It took me a while to learn how to sail my Skerry through a tack.  You want to fall off a bit first to gain some headway, of course, but the Skerry is so light that she doesn’t have a lot of momentum.  Putting the rudder over hard introduces a lot of drag, which slows her down pretty quick.  I am much more successful if I don’t try to come about quite so abruptly.  And sometimes I have no alternative other than a controlled jibe if I’m getting too close to shore or to another boat.  Practice, practice, practice.


RE: Skerry sailing

   Yep, jibing around is sometimes the thing.  "Wearing ship" as it was called in olden days.  That's when you need to have the reef in if it's blowing.  The skerry is so light, if you are overcanvassed, the lug sail has too much turning moment against the rudder and it won't jibe cleanly.  I accelerated past hull speed creating a hole between bow and stern waves and the rig tried to drive the boat down in to the hole in the water. I didn't have time to get the sail centered like I would on a keelboat.

RE: Skerry sailing

   Yes, that happened to me y'day, when doing a tack, having to wear ship instead, due to sudden high winds.  I'd forgotten to shift my butt over to the windward side, and so, gulp, gulp, in came a few gallons of water.  I'd done several of these long-way-around tacks already y'day, and had become too lackadaisical about it. Oh well.
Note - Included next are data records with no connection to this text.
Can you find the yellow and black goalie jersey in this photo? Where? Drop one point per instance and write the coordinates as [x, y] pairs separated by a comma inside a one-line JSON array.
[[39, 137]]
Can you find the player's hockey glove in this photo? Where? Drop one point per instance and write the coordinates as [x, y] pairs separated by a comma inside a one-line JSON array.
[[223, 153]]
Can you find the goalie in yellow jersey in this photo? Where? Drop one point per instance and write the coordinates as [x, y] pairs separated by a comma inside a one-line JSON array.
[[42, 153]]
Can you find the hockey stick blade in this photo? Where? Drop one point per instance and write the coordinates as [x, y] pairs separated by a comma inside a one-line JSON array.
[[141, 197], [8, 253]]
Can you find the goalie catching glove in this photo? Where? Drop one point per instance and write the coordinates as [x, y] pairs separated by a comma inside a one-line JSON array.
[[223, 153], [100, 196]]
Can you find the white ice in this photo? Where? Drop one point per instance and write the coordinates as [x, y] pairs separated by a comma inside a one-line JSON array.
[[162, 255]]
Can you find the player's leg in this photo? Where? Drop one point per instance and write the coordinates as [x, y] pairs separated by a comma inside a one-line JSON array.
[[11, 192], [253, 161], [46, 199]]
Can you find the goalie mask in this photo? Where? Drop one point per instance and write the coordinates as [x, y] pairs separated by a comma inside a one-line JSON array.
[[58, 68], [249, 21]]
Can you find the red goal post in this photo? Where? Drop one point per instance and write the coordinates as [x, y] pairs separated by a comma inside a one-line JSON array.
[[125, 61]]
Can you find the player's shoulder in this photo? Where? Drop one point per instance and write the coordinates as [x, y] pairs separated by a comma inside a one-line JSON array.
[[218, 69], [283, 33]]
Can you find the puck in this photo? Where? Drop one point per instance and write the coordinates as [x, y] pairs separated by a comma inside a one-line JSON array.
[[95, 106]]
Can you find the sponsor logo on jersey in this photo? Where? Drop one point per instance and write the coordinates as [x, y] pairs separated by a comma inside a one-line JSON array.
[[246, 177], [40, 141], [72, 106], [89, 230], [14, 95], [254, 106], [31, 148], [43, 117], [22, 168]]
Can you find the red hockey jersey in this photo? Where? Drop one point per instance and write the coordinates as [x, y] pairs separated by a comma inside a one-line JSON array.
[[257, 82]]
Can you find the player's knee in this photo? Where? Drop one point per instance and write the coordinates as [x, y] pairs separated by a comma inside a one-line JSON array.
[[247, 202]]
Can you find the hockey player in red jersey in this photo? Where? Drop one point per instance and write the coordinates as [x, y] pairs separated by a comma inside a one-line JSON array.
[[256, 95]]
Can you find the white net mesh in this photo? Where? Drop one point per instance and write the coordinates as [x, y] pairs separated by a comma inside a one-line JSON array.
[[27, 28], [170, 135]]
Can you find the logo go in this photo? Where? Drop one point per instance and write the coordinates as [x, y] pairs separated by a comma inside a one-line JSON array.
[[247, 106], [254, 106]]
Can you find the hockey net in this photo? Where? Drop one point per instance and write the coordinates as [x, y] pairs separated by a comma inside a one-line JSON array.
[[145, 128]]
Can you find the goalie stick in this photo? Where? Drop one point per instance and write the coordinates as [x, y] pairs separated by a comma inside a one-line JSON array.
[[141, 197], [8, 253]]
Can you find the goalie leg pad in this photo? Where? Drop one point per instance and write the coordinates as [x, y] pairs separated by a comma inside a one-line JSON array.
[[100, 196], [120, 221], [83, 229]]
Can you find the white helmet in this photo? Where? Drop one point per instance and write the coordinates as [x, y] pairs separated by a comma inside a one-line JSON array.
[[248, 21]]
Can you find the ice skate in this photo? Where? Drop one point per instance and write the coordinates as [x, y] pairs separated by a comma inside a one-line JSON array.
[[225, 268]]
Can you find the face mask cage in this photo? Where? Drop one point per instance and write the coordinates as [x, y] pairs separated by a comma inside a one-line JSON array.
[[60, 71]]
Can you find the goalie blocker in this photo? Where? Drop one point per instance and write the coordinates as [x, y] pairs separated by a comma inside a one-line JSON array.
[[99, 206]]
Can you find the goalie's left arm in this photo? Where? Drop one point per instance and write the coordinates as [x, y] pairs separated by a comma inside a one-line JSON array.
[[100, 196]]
As to conventional tacking, falling off first, yes, does help. At least 2+ mph speed on the gps.  As well, be sure to let the mainsheet go, at the beginning of the tack, so that the sail provides no drag, during the turn through the wind.  If you hold onto the main during the tack, it'll only impede the turn through the wind.  

Last but not least, have a paddle handy.  W/no engine aboard, no pride lost in forcing her over to the other side with a few well timed strokes of the wooden auxiliary.  

RE: Skerry sailing

To Mummichog re reefing early, after y'day, am in total agreement.  Was out in 5 to 15 for 3 hrs, and with a reef tied in, for first time while out in my Skerry, found the sailing to be considerably better than with no reef.